Am I the last one on earth to learn about the dot? I am feeling a little left out here folks, dot deprived actually. I came across the dot a few weeks ago, and while I thought it was interesting, I have found myself feeling somewhat consumed with this phenomenon. For those of you (if that is even possible) that might share in my dot deprivation, I pass on to you…my knowledge of the dot, “The Pale Blue Dot.”

The famous photograph was taken of the Earth by Voyager 1 in 1990 from 4 billion miles away. As it exited the solar system, the late astronomer, Carl Sagan, convinced NASA to have Voyager 1 turn its view back toward the sun and snap one last photo of our planet. Earth showed up as a pale blue dot, a single pixel in the grainy image. Sagan called this view of Earth the “Pale Blue Dot” Click on picture for larger image

Sagen spoke of that powerful symbol in a commencement address he gave in 1996, a few months before his death:

Look again at that dot. That’s here. That’s home. That’s us. On it everyone you love, everyone you know, everyone you ever heard of, every human being who ever was, lived out their lives. The aggregate of our joy and suffering, thousands of confident religions, ideologies, and economic doctrines, every hunter and forager, every hero and coward, every creator and destroyer of civilization, every king and peasant, every young couple in love, every mother and father, hopeful child, inventor and explorer, every teacher of morals, every corrupt politician, every “superstar,” every “supreme leader,” every saint and sinner in the history of our species lived there – on a mote of dust suspended in a sunbeam.

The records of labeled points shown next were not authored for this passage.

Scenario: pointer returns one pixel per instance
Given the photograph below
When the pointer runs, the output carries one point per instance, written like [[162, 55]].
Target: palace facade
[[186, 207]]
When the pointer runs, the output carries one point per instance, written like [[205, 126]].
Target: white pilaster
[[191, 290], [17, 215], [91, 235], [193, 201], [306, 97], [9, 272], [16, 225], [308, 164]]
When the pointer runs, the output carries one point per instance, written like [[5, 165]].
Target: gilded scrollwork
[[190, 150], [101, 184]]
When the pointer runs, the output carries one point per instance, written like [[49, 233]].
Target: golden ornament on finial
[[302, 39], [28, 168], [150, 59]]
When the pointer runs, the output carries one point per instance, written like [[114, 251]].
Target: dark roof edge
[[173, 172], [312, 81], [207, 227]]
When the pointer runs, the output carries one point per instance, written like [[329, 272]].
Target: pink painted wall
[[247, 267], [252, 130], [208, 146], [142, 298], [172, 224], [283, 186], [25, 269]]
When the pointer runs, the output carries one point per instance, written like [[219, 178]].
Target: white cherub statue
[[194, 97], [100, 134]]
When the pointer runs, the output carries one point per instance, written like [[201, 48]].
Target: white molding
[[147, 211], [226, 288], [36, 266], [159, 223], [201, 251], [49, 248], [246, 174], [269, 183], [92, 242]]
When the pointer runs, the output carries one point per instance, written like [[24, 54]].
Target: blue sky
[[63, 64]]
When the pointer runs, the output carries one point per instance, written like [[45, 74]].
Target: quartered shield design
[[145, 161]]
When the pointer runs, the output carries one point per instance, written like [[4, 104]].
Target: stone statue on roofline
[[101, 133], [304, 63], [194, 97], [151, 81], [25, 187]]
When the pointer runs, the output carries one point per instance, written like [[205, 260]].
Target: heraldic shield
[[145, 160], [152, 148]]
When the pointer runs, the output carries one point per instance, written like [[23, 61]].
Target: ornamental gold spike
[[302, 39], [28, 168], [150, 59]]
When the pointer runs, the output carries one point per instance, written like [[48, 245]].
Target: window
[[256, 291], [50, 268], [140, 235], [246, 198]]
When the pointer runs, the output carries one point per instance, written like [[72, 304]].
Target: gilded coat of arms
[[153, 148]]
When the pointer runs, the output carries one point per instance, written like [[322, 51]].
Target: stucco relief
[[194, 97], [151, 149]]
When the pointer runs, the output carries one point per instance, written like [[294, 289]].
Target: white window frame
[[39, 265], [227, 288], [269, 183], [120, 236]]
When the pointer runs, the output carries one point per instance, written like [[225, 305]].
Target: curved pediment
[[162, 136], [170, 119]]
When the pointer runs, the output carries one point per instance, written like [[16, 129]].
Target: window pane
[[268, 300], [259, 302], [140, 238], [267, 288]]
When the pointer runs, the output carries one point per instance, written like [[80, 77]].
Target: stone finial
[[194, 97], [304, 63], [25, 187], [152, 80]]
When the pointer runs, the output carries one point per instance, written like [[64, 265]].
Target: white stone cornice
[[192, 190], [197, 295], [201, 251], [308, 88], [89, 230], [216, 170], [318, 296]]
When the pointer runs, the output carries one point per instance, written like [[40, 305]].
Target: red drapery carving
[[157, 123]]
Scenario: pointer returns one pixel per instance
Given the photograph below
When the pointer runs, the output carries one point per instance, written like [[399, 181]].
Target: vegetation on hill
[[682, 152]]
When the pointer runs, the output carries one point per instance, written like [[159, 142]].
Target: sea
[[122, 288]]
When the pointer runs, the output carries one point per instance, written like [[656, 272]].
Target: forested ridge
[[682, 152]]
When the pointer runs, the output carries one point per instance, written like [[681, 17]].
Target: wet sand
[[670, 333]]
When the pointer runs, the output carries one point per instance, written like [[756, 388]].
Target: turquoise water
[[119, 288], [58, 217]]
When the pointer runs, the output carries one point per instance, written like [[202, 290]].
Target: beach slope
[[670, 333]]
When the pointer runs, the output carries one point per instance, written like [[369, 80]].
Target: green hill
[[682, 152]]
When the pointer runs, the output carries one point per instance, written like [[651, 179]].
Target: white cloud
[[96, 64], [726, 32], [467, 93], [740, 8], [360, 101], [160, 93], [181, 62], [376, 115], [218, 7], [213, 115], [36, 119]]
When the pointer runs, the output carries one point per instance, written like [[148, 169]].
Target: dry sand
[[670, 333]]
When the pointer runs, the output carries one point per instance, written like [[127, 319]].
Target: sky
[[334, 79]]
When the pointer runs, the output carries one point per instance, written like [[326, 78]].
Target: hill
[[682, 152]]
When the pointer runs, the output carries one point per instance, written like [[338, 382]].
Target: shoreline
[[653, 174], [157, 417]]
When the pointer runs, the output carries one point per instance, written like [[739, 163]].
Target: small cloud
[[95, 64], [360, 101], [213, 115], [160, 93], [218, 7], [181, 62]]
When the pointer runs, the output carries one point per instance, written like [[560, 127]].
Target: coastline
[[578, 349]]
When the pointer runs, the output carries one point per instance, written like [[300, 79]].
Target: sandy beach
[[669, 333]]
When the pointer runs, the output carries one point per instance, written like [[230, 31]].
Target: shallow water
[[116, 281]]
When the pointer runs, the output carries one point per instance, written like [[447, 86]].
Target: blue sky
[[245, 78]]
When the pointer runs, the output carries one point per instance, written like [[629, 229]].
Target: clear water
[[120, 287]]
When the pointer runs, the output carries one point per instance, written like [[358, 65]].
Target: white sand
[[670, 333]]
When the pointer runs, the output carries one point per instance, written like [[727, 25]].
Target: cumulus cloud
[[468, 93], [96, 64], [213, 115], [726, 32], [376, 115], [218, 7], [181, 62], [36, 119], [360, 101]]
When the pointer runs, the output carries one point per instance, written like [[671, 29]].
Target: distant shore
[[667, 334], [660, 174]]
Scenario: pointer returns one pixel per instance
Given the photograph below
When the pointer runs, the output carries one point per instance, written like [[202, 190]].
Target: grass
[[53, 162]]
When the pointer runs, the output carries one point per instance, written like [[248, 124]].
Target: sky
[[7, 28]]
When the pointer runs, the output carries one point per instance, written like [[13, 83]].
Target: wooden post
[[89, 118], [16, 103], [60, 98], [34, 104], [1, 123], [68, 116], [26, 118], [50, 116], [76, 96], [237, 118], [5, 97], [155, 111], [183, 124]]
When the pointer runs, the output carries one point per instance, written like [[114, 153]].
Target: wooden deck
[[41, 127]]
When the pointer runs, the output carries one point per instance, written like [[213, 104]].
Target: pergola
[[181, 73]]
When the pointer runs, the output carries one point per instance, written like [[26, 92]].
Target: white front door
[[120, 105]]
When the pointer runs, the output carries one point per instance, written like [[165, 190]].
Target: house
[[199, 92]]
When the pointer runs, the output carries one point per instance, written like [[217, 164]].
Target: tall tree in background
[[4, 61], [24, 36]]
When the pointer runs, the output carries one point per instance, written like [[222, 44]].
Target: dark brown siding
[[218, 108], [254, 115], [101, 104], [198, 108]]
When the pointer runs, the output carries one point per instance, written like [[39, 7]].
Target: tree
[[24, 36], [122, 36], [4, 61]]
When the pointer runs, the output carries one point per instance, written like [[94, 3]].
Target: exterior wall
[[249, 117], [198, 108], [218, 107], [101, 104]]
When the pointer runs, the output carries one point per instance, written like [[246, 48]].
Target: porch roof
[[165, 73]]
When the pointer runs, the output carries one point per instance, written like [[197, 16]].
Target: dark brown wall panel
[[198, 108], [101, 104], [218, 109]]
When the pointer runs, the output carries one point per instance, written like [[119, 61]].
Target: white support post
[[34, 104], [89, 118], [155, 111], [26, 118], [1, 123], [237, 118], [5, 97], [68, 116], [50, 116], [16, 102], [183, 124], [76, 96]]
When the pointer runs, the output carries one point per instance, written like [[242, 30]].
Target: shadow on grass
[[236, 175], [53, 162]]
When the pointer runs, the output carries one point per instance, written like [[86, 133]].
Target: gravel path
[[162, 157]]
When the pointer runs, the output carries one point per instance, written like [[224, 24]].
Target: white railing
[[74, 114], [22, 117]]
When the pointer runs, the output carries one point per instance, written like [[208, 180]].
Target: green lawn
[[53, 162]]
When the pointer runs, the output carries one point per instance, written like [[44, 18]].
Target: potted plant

The Earth is a very small stage in a vast cosmic arena. Think of the rivers of blood spilled by all those generals and emperors so that, in glory and triumph, they could become the momentary masters of a fraction of a dot. Think of the endless cruelties visited by the inhabitants of one corner of this pixel on the scarcely distinguishable inhabitants of some other corner, how frequent their misunderstandings, how eager they are to kill one another, how fervent their hatreds.

Our posturings, our imagined self-importance, the delusion that we have some privileged position in the Universe, are challenged by this point of pale light. Our planet is a lonely speck in the great enveloping cosmic dark. In our obscurity, in all this vastness, there is no hint that help will come from elsewhere to save us from ourselves.

The Earth is the only world known so far to harbor life. There is nowhere else, at least in the near future, to which our species could migrate. Visit, yes. Settle, not yet. Like it or not, for the moment the Earth is where we make our stand.

It has been said that astronomy is a humbling and character-building experience. There is perhaps no better demonstration of the folly of human conceits than this distant image of our tiny world. To me, it underscores our responsibility to deal more kindly with one another, and to preserve and cherish the pale blue dot, the only home we’ve ever known.

Thank you Carl Sagen for “The Pale Blue Dot” for sharing the visual and the perspective of what otherwise would be inconceivable…for making me feel so dot worthy.